Question

The area of the region bounded by the curve \[ y = x^2 \quad \text{and the line} \quad y = 16 \quad \text{is:} \]

• A. \( \frac{256}{3} \) sq. units
• B. 64 sq. units
• C. \( \frac{128}{3} \) sq. units
• D. \( \frac{32}{3} \) sq. units

Hint:

For symmetric curves, compute the area for half the region and then double it to find the full area.

Answer 1

The Correct Option is A

To calculate the area, we need to find the points where the curve intersects the line \( y = 16 \). From the equation \( y = x^2 \), we set \( x^2 = 16 \), so \( x = \pm 4 \).
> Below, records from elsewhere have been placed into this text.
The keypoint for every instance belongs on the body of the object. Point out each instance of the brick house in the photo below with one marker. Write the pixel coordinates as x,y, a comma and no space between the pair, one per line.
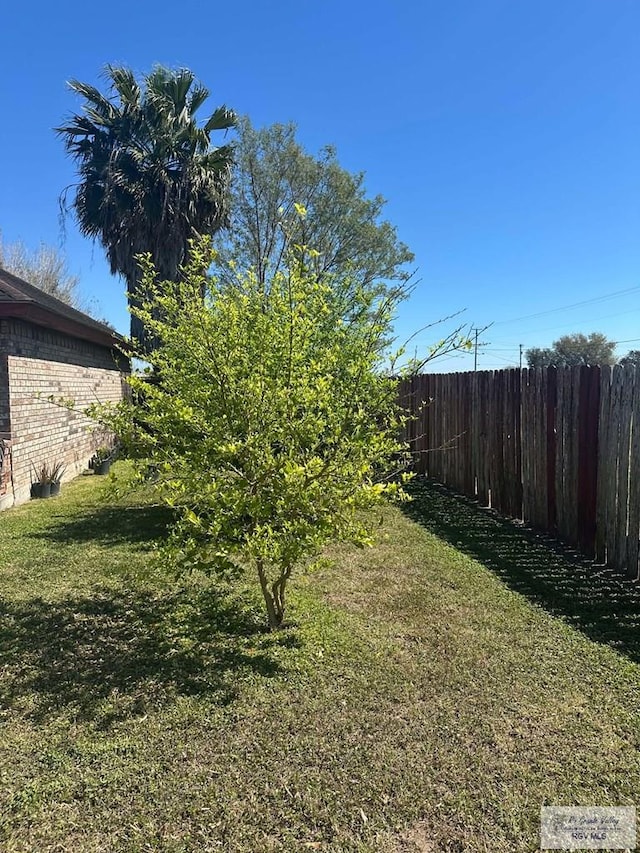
48,348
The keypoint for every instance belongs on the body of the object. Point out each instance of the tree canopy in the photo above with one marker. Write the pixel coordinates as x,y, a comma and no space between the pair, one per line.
270,425
274,177
631,358
573,350
149,179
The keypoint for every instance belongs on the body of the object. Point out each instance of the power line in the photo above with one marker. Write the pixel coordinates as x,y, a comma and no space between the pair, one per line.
596,299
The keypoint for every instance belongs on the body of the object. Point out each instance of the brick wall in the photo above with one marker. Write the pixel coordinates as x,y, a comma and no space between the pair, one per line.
39,363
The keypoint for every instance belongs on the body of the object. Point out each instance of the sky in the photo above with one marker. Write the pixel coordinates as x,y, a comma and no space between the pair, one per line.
504,134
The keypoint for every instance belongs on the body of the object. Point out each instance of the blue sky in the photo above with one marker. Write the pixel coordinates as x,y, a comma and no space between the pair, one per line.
505,136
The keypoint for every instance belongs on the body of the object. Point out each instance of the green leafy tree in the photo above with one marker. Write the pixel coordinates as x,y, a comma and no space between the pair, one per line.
270,424
149,178
273,175
631,358
574,350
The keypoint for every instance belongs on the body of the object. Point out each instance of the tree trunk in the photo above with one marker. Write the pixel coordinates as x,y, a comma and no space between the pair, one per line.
274,595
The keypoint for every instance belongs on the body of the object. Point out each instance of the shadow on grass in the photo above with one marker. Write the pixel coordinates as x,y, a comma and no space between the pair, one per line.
110,525
601,603
119,654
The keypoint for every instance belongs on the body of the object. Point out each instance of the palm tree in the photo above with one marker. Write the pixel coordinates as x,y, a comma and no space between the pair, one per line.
149,178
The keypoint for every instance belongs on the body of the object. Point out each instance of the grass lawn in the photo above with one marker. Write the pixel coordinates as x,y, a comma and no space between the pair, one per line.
436,691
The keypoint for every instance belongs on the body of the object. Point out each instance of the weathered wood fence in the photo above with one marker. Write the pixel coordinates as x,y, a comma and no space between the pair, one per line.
557,448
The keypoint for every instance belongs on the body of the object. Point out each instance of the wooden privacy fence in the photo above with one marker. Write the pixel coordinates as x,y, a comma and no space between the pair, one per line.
557,448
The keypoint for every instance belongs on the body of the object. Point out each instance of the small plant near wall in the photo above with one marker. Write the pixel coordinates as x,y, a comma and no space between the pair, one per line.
45,479
101,460
55,476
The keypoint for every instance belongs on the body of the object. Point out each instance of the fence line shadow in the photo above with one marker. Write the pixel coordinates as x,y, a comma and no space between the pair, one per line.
600,602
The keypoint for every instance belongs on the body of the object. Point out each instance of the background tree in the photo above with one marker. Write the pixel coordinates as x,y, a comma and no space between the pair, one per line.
272,175
573,350
45,268
632,357
149,178
273,426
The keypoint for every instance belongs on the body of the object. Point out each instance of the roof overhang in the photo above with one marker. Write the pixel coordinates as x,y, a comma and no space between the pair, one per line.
39,316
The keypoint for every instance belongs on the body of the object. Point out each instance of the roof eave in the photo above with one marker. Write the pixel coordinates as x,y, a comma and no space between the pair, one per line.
39,316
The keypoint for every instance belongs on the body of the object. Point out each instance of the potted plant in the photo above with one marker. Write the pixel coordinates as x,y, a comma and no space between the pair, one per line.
41,482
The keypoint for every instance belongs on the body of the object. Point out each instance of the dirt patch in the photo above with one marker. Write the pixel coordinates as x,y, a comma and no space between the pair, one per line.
415,840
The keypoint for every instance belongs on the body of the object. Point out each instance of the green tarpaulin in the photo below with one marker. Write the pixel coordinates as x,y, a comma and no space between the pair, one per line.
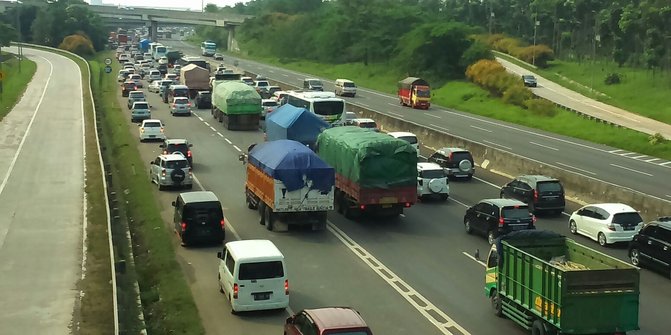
371,159
233,97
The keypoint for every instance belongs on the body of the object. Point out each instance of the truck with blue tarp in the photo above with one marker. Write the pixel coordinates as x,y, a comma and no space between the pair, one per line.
289,184
294,123
550,284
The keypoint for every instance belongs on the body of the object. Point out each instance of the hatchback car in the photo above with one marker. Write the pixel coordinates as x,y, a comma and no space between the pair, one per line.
178,146
541,193
606,223
140,111
495,217
432,182
457,162
151,129
327,321
170,170
652,246
180,106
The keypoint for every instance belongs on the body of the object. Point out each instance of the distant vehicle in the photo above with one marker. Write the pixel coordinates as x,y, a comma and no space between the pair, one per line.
529,80
606,223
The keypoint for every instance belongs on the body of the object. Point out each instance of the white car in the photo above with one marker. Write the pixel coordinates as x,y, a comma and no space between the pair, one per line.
432,182
151,129
606,223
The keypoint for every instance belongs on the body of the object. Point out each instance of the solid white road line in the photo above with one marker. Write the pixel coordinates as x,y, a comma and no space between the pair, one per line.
544,146
630,169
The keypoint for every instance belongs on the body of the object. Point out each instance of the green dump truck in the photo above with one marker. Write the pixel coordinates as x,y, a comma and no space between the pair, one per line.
551,285
237,105
375,172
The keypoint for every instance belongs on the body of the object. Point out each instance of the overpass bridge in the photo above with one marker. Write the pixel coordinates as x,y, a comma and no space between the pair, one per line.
152,17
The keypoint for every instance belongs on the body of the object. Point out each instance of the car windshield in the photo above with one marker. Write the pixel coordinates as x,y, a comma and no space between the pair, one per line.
627,219
432,174
517,212
261,270
176,164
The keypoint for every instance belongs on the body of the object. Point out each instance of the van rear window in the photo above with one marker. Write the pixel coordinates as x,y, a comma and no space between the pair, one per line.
261,270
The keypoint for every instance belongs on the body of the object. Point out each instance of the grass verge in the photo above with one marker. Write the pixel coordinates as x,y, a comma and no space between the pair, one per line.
166,298
468,97
640,91
96,312
14,83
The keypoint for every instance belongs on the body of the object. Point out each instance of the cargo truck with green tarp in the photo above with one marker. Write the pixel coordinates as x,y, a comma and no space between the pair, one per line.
375,172
550,284
237,105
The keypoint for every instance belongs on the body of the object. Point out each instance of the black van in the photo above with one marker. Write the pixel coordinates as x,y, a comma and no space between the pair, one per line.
199,218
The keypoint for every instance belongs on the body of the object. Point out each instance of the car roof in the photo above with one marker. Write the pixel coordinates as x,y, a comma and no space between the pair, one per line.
253,249
614,208
198,196
336,317
428,166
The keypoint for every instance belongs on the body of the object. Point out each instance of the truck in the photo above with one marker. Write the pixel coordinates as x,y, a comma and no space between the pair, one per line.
294,123
375,173
196,78
289,185
236,105
414,92
550,284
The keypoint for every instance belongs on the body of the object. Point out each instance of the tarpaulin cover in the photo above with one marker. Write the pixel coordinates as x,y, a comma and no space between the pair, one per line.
408,82
195,77
371,159
293,164
294,123
235,97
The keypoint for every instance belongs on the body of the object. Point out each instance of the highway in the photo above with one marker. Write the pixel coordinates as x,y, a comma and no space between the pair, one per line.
612,165
413,274
42,201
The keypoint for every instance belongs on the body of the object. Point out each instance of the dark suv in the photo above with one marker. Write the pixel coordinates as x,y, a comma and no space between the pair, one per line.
652,245
496,217
199,218
541,193
457,162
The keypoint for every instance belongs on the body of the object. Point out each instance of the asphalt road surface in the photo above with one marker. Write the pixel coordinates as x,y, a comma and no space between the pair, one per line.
615,166
414,274
42,200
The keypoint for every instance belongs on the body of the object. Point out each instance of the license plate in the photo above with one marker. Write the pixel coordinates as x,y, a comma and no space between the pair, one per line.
261,296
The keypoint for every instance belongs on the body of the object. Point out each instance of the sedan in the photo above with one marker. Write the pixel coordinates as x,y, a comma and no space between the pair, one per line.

Thus, the area is given by the integral from \( -4 \) to \( 4 \) of \( y = x^2 \): \[ A = \int_{-4}^{4} x^2 \, dx \] Since the curve is symmetric, we can compute the area from 0 to 4 and double the result: \[ A = 2 \int_0^4 x^2 \, dx \] Now, evaluate the integral: \[ A = 2 \left[ \frac{x^3}{3} \right]_0^4 = 2 \times \left( \frac{4^3}{3} - 0 \right) = 2 \times \frac{64}{3} = \frac{128}{3} \] Thus, the area of the region is \( \frac{256}{3} \) sq. units.